Bowe clocked 1:14.344, taking the track record from Olympic silver medalist Nao Kodaira and distancing Olympic bronze medalist Miho Takagi and Dutchwoman Sanneke de Neeling by .55.

Bowe, fourth and eighth in the event at her two Olympics, is averaging better than a half-second margin of victory during her streak dating to last season, a significant gap to the rest of the field. She lowered track records in six of her seven wins, plus broke the world record and added a world championships gold.

“I’ve got a lot of losses under my belt. With how sweet the wins are, the losses are just as tough,” Bowe told Dutch broadcaster NOS. “There are some races that I’m not pleased with, and I’d like to be on the top of that 1500m podium. So that one’s keeping me hungry.”

Bowe, a past world champion and former world-record holder at 1500m, last won at that distance in February.

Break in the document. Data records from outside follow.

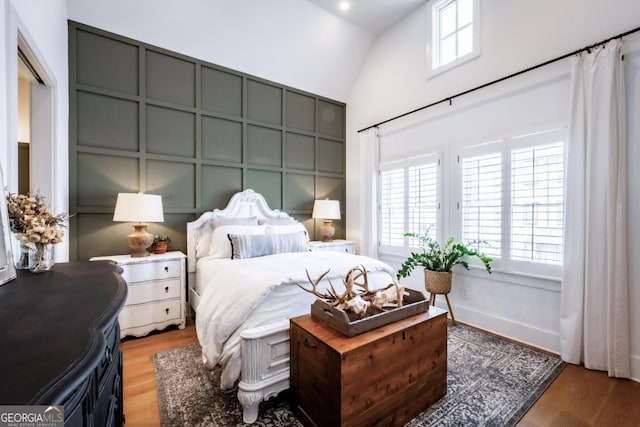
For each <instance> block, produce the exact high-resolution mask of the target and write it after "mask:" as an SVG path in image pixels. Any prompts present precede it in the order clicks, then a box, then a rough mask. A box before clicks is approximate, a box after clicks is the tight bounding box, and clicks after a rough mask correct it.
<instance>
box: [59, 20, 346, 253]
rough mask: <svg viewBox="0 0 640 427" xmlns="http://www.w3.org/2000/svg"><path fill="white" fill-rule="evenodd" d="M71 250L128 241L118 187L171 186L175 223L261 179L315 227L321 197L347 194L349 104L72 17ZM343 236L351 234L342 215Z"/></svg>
mask: <svg viewBox="0 0 640 427" xmlns="http://www.w3.org/2000/svg"><path fill="white" fill-rule="evenodd" d="M69 91H70V94H69V194H70V196H69V210H70V213H71V214H73V216H72V219H71V221H70V227H69V232H68V236H69V241H70V259H71V260H84V259H89V258H90V257H92V256H98V255H110V254H111V255H113V254H126V253H129V252H130V249H129V248H128V246H127V243H126V239H125V236H126V235H127V234H130V233H131V231H132V230H133V228H132V227H131V224H126V223H125V224H123V223H114V222H113V209H114V206H115V200H116V196H117V193H119V192H138V191H142V192H145V193H152V194H160V195H162V200H163V206H164V216H165V221H164V222H163V223H155V224H150V225H149V232H151V233H154V234H158V233H161V234H169V235H170V236H171V240H172V243H171V247H172V249H175V250H182V251H185V250H186V222H188V221H192V220H194V219H195V218H197V217H198V216H199V215H200V214H201V213H202V212H204V211H205V210H211V209H214V208H223V207H224V206H225V205H226V204H227V203H228V201H229V199H230V198H231V196H233V194H235V193H236V192H238V191H242V190H244V189H247V188H252V189H254V190H255V191H257V192H259V193H261V194H262V195H264V197H265V199H266V200H267V202H268V203H269V206H270V207H271V208H272V209H281V210H285V211H286V212H288V213H290V214H291V215H292V216H293V217H294V218H296V219H297V220H299V221H301V222H302V223H303V224H304V225H305V227H307V229H308V230H309V232H310V233H311V238H312V239H315V236H317V230H318V227H319V226H320V225H321V221H320V222H319V224H318V221H315V220H313V219H312V218H311V211H312V209H313V202H314V200H315V199H321V198H327V197H328V198H331V199H337V200H339V201H340V203H341V206H342V209H344V205H345V165H344V159H345V155H344V149H345V148H344V146H345V140H344V135H345V129H344V125H345V111H346V108H345V105H344V104H343V103H340V102H337V101H334V100H331V99H327V98H324V97H320V96H317V95H314V94H311V93H307V92H304V91H301V90H299V89H294V88H290V87H287V86H284V85H281V84H278V83H275V82H271V81H267V80H264V79H261V78H259V77H256V76H252V75H248V74H244V73H241V72H239V71H235V70H230V69H227V68H224V67H220V66H217V65H215V64H211V63H208V62H205V61H202V60H199V59H196V58H191V57H187V56H185V55H182V54H179V53H176V52H171V51H168V50H165V49H162V48H159V47H156V46H151V45H148V44H146V43H143V42H140V41H136V40H132V39H129V38H126V37H123V36H120V35H117V34H113V33H109V32H106V31H102V30H100V29H96V28H92V27H89V26H86V25H83V24H79V23H75V22H73V21H69ZM335 222H336V229H337V231H336V237H337V238H343V237H344V218H343V219H342V220H339V221H335Z"/></svg>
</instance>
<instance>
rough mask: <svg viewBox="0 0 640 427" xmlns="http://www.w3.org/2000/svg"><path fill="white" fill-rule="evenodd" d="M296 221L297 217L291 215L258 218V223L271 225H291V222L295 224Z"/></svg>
mask: <svg viewBox="0 0 640 427" xmlns="http://www.w3.org/2000/svg"><path fill="white" fill-rule="evenodd" d="M296 222H298V221H296V220H295V218H292V217H290V216H285V217H277V218H260V219H259V220H258V224H260V225H262V224H269V225H290V224H295V223H296Z"/></svg>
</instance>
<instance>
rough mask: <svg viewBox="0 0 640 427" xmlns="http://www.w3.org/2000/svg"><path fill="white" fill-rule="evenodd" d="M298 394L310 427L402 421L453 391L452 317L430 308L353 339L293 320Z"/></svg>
mask: <svg viewBox="0 0 640 427" xmlns="http://www.w3.org/2000/svg"><path fill="white" fill-rule="evenodd" d="M290 333H291V392H292V393H291V394H292V399H293V407H294V409H295V410H296V411H297V414H298V416H299V417H300V419H301V421H302V422H303V424H305V425H307V426H322V427H331V426H374V425H384V426H402V425H404V424H405V423H406V422H408V421H410V420H411V419H413V418H414V417H416V416H417V415H418V414H420V413H421V412H422V411H424V410H425V409H426V408H428V407H429V406H430V405H431V404H433V403H434V402H436V401H437V400H438V399H440V398H441V397H443V396H444V395H445V394H446V392H447V317H446V312H445V311H444V310H441V309H438V308H436V307H430V308H429V311H427V312H425V313H421V314H417V315H415V316H411V317H409V318H406V319H403V320H400V321H398V322H395V323H391V324H389V325H385V326H382V327H380V328H377V329H374V330H372V331H369V332H366V333H364V334H362V335H358V336H355V337H352V338H347V337H345V336H344V335H342V334H340V333H339V332H337V331H335V330H333V329H331V328H329V327H327V326H325V325H323V324H322V323H321V322H318V321H317V320H314V319H313V318H312V317H311V316H309V315H305V316H301V317H296V318H293V319H291V328H290Z"/></svg>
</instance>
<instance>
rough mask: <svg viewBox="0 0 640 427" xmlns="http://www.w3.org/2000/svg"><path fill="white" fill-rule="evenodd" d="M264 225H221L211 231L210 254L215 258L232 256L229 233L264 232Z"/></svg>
mask: <svg viewBox="0 0 640 427" xmlns="http://www.w3.org/2000/svg"><path fill="white" fill-rule="evenodd" d="M264 231H265V226H264V225H221V226H219V227H216V228H214V229H213V233H211V249H210V250H209V256H211V257H213V258H231V243H229V238H228V237H227V234H229V233H232V234H264Z"/></svg>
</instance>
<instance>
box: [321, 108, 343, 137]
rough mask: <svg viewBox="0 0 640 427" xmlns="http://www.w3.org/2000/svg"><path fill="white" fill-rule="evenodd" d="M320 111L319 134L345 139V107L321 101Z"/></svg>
mask: <svg viewBox="0 0 640 427" xmlns="http://www.w3.org/2000/svg"><path fill="white" fill-rule="evenodd" d="M318 109H319V113H318V116H319V117H318V132H319V133H320V134H322V135H327V136H331V137H334V138H344V132H345V130H344V126H345V108H344V105H342V104H336V103H333V102H329V101H324V100H321V101H319V102H318Z"/></svg>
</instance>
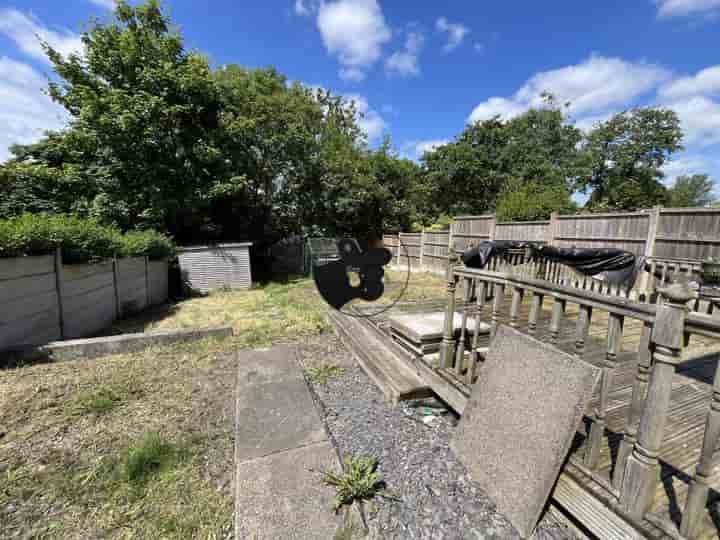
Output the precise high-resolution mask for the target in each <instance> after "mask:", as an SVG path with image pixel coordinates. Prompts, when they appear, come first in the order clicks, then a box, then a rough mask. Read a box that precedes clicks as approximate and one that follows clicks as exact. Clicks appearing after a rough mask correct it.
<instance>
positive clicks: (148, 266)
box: [145, 256, 150, 308]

Her latest 1000m victory broke a tie with Blair and Bergsma for the U.S. record for consecutive women’s World Cup 1000m victories, according to schaatsstatistieken.nl. Blair won all six of her World Cup 1000m starts in the 1993-94 Olympic season, while Bergsma took six straight in 2016-17.

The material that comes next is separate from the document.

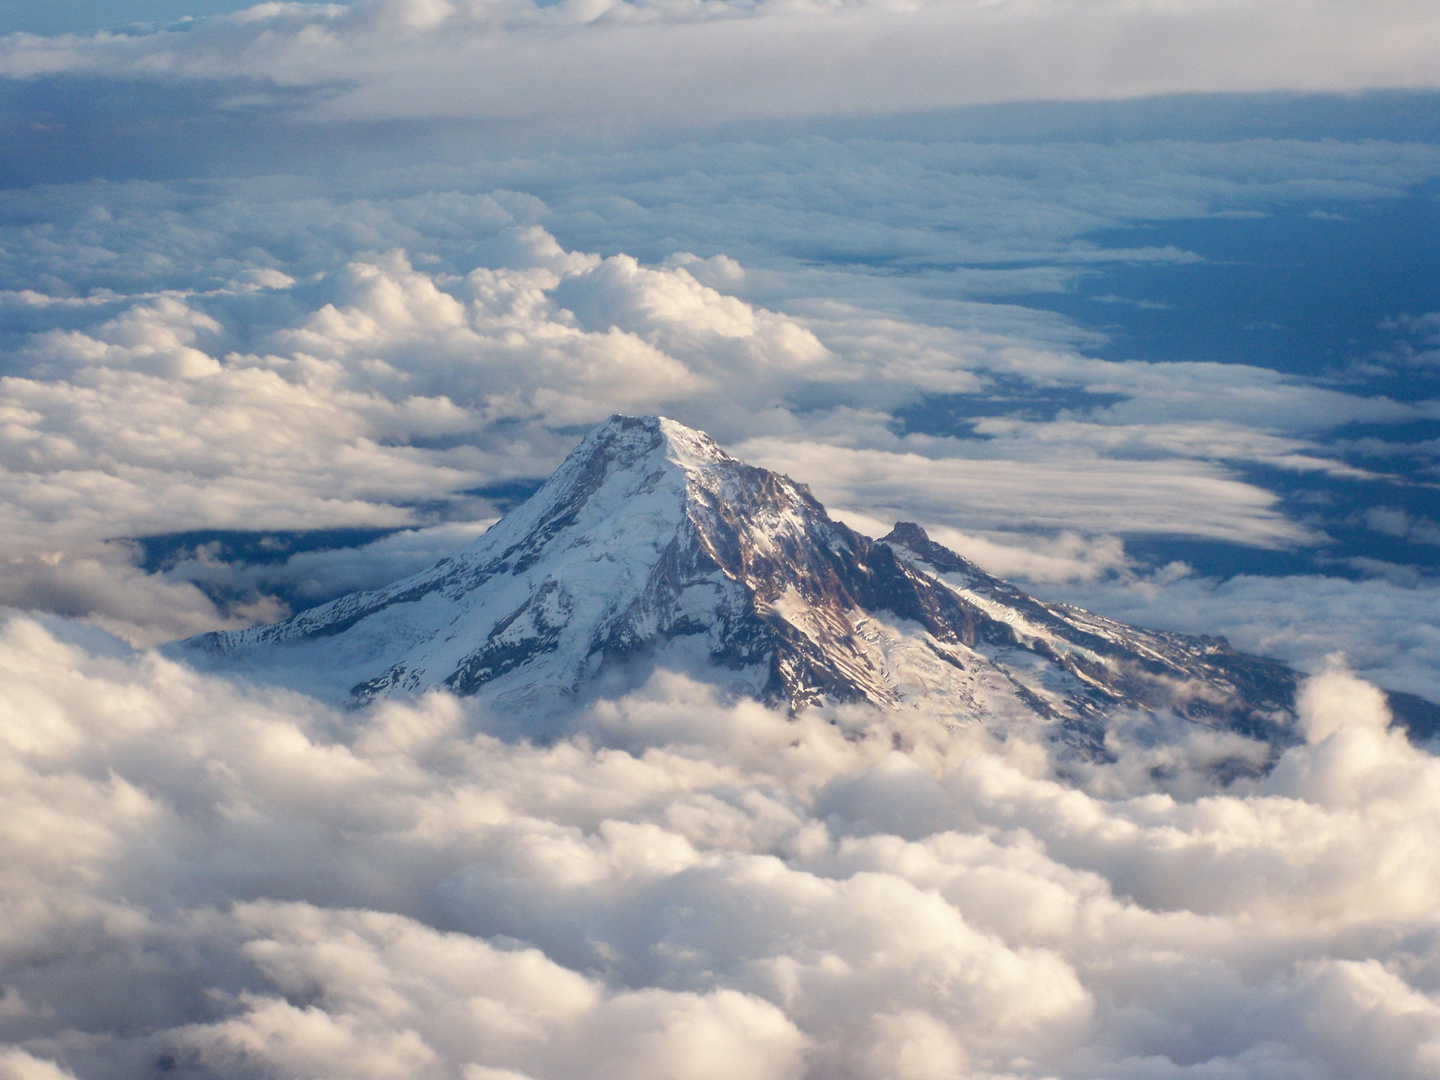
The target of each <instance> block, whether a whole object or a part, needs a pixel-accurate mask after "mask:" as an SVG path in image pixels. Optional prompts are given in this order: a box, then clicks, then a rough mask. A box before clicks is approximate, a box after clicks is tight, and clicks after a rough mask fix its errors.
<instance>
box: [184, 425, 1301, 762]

Only German Anni Friesinger-Postma has more consecutive World Cup wins at the distance with eight in the 2007-08 season, according to the website. For the men, Shani Davis won 12 straight from 2008-10.

Bowe, a former Florida Atlantic point guard who missed all of 2016-17 with a concussion, is up to 26 career World Cup wins. That’s fifth on the U.S. all-time list behind Blair (69), Davis (58), Dan Jansen (46) and Bergsma (34), according to schaatsstatistieken.nl.